Ordinary Income v. Capital Gains

As a brief overview, the federal government taxes businesses, including tree farms, on their net income. This net income is subject to what is known as “ordinary” income tax rates, the tax rates frequently discussed in the news. However, there is another set of tax rates for “long-term capital gains,” which are lower than ordinary income tax rates:

Long-term capital gains most often result from sales of stock and other investment assets; however, if Christmas tree growers meet certain requirements, they can qualify for reduced capital gains tax rates on their tree sales, instead of the higher ordinary income tax rates.

IRC 631

Capital Gain Treatment for “Timber” Sales

Section 631 of the Internal Revenue Code provides capital gain treatment for timber sales. According to the law, “timber” includes Christmas trees that are more than 6 years old at the time of sale and have been severed at the roots (unfortunately, this means sales of balled & burlapped or potted trees do not qualify for the reduced rates). In order to qualify for long-term capital gain treatment, a grower must have owned the trees (or have had the right to cut them) for more than one year. 

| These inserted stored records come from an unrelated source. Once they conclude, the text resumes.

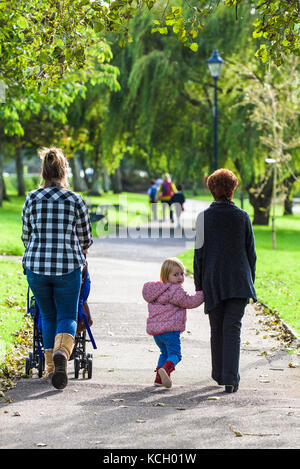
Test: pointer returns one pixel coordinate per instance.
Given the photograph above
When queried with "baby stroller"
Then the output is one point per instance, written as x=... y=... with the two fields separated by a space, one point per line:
x=82 y=360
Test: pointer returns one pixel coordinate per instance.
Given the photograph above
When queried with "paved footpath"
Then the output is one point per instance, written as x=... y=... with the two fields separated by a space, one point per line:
x=119 y=408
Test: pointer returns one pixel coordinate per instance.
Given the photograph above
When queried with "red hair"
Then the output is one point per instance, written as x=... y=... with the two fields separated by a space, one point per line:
x=222 y=184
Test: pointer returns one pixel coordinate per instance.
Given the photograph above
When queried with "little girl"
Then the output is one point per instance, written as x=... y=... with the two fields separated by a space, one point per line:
x=167 y=304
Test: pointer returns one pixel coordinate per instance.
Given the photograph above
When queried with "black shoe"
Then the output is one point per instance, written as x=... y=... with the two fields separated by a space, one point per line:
x=230 y=388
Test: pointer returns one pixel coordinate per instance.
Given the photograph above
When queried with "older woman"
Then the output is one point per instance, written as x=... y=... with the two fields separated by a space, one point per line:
x=56 y=234
x=224 y=268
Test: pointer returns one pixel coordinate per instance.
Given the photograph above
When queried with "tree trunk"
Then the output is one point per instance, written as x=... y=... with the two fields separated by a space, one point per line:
x=1 y=179
x=95 y=185
x=260 y=197
x=288 y=199
x=106 y=180
x=78 y=183
x=20 y=171
x=116 y=181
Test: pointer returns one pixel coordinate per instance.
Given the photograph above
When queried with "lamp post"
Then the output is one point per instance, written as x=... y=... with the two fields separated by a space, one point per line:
x=215 y=65
x=274 y=163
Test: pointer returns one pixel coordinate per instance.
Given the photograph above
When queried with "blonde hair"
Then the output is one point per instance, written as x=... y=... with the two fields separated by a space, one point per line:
x=54 y=166
x=167 y=267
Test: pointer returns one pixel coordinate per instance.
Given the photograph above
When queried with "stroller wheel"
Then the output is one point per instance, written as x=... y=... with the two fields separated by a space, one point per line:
x=90 y=367
x=76 y=367
x=28 y=366
x=41 y=366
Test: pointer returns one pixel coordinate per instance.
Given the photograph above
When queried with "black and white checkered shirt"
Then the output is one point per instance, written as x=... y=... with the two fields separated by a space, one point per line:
x=56 y=228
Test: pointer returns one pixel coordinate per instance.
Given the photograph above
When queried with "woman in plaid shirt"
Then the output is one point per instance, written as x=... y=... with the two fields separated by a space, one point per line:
x=56 y=234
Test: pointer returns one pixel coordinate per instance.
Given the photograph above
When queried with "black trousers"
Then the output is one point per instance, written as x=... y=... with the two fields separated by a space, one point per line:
x=225 y=324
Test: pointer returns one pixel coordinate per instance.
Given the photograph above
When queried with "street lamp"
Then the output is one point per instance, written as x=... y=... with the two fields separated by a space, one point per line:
x=215 y=65
x=272 y=161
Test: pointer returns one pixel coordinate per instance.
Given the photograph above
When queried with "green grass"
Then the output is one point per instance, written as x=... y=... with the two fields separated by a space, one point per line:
x=278 y=276
x=13 y=291
x=277 y=273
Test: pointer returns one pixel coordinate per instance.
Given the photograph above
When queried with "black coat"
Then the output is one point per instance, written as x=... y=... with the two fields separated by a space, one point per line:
x=224 y=257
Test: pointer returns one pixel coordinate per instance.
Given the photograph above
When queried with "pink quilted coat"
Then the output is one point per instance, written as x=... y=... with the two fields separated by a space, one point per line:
x=167 y=304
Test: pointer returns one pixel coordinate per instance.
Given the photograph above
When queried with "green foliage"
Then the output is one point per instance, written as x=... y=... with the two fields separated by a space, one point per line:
x=41 y=41
x=277 y=281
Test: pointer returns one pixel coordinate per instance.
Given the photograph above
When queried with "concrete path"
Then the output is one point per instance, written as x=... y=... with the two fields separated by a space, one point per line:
x=119 y=408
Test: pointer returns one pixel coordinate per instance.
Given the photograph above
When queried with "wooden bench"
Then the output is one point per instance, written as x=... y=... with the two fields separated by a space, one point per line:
x=98 y=212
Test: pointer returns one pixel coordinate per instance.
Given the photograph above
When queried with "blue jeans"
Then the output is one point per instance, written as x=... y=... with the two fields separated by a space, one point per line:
x=170 y=347
x=57 y=297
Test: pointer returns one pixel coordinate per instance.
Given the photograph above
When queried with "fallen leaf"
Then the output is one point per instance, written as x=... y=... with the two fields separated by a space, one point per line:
x=236 y=432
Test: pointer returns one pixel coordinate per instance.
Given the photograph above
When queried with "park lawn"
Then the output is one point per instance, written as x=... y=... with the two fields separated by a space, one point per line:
x=13 y=292
x=277 y=281
x=135 y=212
x=13 y=284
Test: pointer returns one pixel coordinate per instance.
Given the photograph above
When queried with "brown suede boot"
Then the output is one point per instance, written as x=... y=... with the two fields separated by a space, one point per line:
x=157 y=381
x=63 y=347
x=49 y=363
x=164 y=373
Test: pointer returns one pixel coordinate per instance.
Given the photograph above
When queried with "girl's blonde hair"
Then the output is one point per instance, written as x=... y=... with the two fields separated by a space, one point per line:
x=167 y=267
x=55 y=166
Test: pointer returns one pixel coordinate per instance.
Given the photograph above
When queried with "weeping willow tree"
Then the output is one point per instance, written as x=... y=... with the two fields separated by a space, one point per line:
x=164 y=108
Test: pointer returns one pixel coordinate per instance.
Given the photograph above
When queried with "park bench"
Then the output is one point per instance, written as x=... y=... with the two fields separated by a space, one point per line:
x=98 y=212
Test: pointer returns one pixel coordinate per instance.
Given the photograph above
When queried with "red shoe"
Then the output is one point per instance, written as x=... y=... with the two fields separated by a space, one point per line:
x=157 y=381
x=164 y=373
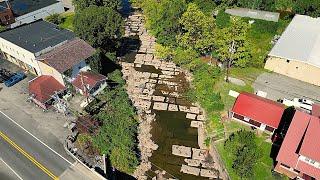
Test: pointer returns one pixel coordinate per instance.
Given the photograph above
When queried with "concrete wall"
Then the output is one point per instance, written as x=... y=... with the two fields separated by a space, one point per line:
x=48 y=70
x=38 y=14
x=17 y=53
x=294 y=69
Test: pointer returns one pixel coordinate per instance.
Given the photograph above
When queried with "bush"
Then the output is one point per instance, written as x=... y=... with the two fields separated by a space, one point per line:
x=244 y=150
x=55 y=19
x=222 y=19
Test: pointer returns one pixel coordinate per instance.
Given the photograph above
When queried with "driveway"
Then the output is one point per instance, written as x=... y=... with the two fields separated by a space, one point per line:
x=278 y=86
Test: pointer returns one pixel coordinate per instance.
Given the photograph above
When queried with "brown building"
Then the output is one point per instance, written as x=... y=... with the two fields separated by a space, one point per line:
x=297 y=52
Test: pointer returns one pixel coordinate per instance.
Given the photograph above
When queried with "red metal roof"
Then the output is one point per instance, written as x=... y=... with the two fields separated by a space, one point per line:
x=316 y=110
x=304 y=130
x=88 y=79
x=43 y=87
x=67 y=55
x=259 y=109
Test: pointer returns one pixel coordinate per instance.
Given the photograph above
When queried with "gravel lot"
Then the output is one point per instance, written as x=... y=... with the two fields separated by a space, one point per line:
x=279 y=86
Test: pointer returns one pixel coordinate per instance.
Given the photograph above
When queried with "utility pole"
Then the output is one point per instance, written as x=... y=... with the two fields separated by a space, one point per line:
x=85 y=91
x=232 y=50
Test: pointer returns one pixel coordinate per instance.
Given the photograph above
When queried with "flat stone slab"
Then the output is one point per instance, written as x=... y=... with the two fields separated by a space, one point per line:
x=158 y=98
x=192 y=162
x=173 y=107
x=194 y=110
x=191 y=116
x=196 y=124
x=181 y=151
x=208 y=173
x=200 y=118
x=160 y=106
x=199 y=154
x=190 y=170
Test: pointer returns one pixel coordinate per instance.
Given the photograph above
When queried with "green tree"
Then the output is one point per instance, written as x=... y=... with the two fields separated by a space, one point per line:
x=307 y=7
x=163 y=19
x=231 y=44
x=253 y=4
x=197 y=30
x=54 y=18
x=244 y=150
x=95 y=61
x=99 y=26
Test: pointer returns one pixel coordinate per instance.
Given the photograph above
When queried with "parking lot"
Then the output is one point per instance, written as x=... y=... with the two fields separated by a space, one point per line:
x=47 y=126
x=278 y=87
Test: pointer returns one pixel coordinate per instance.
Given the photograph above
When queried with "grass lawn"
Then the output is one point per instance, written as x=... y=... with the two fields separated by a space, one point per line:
x=67 y=21
x=264 y=165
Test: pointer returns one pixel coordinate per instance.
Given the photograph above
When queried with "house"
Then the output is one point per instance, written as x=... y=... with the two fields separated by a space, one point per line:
x=257 y=112
x=27 y=11
x=299 y=155
x=43 y=48
x=6 y=14
x=297 y=52
x=254 y=14
x=42 y=90
x=89 y=83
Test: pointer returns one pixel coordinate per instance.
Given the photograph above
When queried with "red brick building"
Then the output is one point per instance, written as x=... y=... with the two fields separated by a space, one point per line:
x=299 y=154
x=257 y=111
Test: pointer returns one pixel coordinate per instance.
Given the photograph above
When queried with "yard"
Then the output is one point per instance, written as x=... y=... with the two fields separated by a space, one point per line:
x=264 y=165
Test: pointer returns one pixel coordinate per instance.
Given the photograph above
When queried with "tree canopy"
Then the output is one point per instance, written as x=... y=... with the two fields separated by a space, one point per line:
x=99 y=26
x=163 y=18
x=197 y=30
x=233 y=38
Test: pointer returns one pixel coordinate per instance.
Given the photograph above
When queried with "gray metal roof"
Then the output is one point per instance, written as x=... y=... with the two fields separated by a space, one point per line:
x=253 y=13
x=37 y=36
x=300 y=41
x=21 y=7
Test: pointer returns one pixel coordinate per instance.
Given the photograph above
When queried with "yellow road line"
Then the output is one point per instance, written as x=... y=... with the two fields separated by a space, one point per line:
x=32 y=159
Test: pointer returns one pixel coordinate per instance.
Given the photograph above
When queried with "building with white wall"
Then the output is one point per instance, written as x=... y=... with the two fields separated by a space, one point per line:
x=45 y=49
x=27 y=11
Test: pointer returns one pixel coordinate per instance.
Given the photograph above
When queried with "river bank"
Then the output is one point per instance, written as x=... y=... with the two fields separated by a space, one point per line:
x=166 y=118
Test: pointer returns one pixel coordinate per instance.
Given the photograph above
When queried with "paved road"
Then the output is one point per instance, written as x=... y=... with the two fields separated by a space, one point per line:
x=27 y=156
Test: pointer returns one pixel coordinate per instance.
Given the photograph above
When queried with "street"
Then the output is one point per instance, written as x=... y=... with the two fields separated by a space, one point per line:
x=27 y=156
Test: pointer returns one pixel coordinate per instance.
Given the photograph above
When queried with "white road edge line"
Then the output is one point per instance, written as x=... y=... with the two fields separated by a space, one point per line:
x=11 y=169
x=35 y=137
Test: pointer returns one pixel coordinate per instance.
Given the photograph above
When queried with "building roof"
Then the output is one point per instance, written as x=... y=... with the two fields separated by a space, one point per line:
x=37 y=36
x=21 y=7
x=88 y=79
x=301 y=139
x=259 y=109
x=67 y=55
x=43 y=87
x=300 y=41
x=253 y=13
x=316 y=110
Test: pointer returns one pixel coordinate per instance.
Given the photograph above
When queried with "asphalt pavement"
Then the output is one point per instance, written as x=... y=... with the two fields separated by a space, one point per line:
x=27 y=156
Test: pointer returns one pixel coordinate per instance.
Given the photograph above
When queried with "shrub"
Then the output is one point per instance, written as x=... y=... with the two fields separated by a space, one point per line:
x=223 y=19
x=55 y=19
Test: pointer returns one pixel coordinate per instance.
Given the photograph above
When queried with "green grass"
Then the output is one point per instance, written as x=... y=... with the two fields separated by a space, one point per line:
x=264 y=165
x=67 y=21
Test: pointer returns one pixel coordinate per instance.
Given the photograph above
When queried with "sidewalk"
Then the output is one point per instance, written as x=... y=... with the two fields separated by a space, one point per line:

The exact calculation used on the tax returns is complex, but in short, Christmas tree growers will essentially pay lower taxes on the gross profit (sale price – cost per tree).

Click here to read my in-depth analysis of how an “average” grower can save $27,782 per year by making a IRC 631 capital gain election!

Self-Employment Tax Savings

Electing long-term capital gain treatment under Section 631 will not only reduce income taxes, but will also reduce self-employment taxes. In most ownership arrangements, any net profit is subject to self-employment tax of 15.3%. This tax covers social security and Medicare withholding an employer and employee would pay in a traditional employment situation. However, capital gain income is not subject to self-employment tax, which will greatly reduce, if not eliminate self-employment tax for many Christmas tree growers.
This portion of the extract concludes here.